Cursed?! Evil?! People who do every iniquity?! What a disgusting thing to say about people that believe as they do through no fault of their own.  They are not cursed. They are not evil. And they do not do every iniquity.

Reform Jews in our day are actually encouraged by their rabbis to do Mitzvos on a voluntary basis. Many do. This is not to say that when they do, that they necessarily follow Halacha properly. But that is mostly due to a lack of education. Or an education based on the false doctrines of their founding fathers. Rabbi Amar seems to imply that not only do they violate Halacha, but that that they do with nefarious intent to the point of almost calling his own brothers and sisters, Nazis!

I also take issue with his comparison of the Kotel Plaza to the actual Beis HaMikdash. Yes, there was a separation there. But that only happened after things got crowded. At first, men and women were not divided by any sort of barrier. 

Furthermore, that was only inside the Beis Hamikdash. Not on the outside of it, where the Kotel is located. It was never forbidden for men and women to pray there at the same time. That was actually the way it was done well into th20th century. It is true that attempts had been made to install a barrier between men and women.   But they were thwarted by governing bodies of the era. 

However, the fact that that men and women prayed there together at all testifies to the fact that it is not forbidden by Halacha. Had it been forbidden, the men and women would have come at separate times. That it is forbidden today is because the Kotel Plaza has been established as a synagogue where a barrier between men and women is required.

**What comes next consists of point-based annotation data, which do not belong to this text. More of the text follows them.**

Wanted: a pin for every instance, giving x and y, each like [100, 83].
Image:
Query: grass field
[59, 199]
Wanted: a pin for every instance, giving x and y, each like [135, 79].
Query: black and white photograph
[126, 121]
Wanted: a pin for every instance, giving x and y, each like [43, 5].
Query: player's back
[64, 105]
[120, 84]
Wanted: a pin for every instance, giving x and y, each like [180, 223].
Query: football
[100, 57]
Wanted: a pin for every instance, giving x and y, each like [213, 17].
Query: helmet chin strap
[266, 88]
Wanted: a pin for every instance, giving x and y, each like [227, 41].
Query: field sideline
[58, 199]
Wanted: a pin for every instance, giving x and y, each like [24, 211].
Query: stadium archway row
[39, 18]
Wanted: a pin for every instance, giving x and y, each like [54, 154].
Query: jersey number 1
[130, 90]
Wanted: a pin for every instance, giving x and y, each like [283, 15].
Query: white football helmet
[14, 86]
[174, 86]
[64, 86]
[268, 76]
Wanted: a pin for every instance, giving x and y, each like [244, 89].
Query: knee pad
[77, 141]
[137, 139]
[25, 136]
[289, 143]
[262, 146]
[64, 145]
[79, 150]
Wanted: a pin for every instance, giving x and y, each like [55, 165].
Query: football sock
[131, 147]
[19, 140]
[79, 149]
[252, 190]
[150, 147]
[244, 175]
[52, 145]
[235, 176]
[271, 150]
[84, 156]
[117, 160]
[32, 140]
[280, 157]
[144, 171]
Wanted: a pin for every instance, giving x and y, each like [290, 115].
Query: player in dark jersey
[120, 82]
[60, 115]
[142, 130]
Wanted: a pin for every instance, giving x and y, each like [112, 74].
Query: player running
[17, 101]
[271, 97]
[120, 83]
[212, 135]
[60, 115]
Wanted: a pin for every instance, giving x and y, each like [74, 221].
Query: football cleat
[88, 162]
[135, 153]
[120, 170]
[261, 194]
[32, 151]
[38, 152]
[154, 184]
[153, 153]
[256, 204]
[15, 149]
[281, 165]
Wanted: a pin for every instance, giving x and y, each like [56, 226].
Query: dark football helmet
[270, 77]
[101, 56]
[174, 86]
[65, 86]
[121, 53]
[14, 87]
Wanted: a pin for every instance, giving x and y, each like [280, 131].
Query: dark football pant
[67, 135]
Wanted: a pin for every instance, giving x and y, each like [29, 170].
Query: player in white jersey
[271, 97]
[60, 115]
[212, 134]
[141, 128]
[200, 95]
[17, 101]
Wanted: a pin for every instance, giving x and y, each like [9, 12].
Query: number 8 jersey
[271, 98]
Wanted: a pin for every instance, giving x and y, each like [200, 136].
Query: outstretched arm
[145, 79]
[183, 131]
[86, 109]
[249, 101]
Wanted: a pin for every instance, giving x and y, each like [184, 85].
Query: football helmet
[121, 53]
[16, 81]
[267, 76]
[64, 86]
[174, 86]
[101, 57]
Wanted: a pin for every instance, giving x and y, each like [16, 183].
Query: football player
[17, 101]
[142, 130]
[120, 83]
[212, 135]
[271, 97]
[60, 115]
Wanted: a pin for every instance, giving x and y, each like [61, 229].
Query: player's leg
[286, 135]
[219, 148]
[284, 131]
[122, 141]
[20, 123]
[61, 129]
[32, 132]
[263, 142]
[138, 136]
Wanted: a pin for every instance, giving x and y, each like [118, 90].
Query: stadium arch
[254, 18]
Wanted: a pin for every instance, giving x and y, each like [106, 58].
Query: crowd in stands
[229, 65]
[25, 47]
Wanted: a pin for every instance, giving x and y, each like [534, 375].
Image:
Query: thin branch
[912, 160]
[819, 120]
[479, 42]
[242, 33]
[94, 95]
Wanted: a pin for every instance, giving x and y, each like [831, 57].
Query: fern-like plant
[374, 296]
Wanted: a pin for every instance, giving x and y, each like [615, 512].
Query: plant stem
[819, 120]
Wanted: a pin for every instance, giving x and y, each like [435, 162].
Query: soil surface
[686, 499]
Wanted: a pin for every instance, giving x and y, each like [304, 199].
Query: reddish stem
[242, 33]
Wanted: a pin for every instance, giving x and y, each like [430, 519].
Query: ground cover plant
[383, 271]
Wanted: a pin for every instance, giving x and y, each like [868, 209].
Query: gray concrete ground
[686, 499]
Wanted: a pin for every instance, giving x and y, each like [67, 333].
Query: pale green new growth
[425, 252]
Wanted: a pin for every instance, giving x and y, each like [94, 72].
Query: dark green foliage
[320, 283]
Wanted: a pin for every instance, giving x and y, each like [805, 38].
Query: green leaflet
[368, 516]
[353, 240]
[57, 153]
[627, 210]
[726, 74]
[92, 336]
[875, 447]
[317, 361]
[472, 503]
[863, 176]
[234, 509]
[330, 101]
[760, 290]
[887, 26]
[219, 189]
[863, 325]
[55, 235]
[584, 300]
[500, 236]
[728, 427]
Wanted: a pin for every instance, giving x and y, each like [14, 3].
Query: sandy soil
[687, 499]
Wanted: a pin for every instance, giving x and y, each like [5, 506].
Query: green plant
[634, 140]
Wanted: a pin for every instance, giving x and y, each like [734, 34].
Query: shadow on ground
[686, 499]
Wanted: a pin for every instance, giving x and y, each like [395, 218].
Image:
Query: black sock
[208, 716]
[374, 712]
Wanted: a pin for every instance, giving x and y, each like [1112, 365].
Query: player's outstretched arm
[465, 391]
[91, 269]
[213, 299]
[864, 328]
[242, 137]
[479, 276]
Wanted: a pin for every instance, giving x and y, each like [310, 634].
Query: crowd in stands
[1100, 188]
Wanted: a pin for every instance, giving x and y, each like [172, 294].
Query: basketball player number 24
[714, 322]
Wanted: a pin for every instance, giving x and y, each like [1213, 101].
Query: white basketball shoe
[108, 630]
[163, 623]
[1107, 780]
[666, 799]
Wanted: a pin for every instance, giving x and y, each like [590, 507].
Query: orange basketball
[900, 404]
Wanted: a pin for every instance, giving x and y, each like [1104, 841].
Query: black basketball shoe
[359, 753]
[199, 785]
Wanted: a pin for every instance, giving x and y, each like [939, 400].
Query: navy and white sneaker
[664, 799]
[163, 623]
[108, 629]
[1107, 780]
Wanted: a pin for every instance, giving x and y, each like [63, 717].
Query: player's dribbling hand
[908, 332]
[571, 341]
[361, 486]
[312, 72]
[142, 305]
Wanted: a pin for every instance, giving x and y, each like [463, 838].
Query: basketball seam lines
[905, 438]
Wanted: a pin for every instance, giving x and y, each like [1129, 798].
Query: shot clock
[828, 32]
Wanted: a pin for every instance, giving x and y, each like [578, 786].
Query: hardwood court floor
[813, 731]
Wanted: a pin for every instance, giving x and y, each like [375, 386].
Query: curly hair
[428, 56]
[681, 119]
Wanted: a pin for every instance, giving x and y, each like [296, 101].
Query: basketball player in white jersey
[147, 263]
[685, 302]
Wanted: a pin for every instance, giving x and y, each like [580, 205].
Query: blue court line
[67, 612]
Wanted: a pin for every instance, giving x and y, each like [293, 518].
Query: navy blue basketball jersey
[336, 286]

But that is a technicality that has nothing to do with Rabbi Amar’s comparison of the Kotel to the Beis HaMikdash.

I know that he is passionate in his opposition. But that does not excuse the kind of venom coming out of his mouth. Not against Reform Jews. And not even against their rabbis. They are not the founders who fought against observance. These are people who were educated to mistakenly believe that their way of practicing Judaism is one among many legitimate ways to do so. They are wrong. But clearly not evil.

With comments like this Rabbi Amar’s own legitimacy comes into question. No individual that calls himself a leader of the Jewish people should ever characterize innocent Jews in such disgusting terms. Undermining Halachic observance is not their goal. That was the goal of their founding founders. 

I agree with Prime Minister Benjamin Netanyahu who condemned his remarks. As should any decent Jew.